Das Auktionshaus Giquello organisiert die Versteigerung des außergewöhnlichen Luxus-Accessoires in Paris. Schon im Frühjahr war die schlichte schwarze Tasche in Amsterdam präsentiert worden, nun fällt am Hôtel Drouot der Hammer. Giquello schätzt den Marktwert des Stücks auf 300.000 bis 500.000 Euro.

Vom Fossil zum Collagen

Das Besondere an dem Material: Es stammt den Angaben zufolge von einem Tyrannosaurus rex, der vor 67 Millionen Jahren ausgestorben ist. Die Zellkultur wurde demnach im Labor auf Basis von Kollagenresten herangezogen, die an einem Oberschenkelknochen des Tieres hafteten. Der Knochen war vor 25 Jahren im US-Staat Montana gefunden worden.

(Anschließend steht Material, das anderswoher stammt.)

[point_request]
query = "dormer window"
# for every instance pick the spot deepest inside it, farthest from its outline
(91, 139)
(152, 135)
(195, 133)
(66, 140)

An dem Projekt beteiligt ist der Paläontologe Iacopo Briano. Gegenüber der Nachrichtenagentur AFP erläuterte er das Verfahren: "In den vergangenen Jahren ist es gelungen, Techniken, Biotechnologien zu entwickeln, mit denen man eine Zellkultur dazu bringen kann, im Labor echte T-Rex-Haut zu 'bauen'", sagte Briano.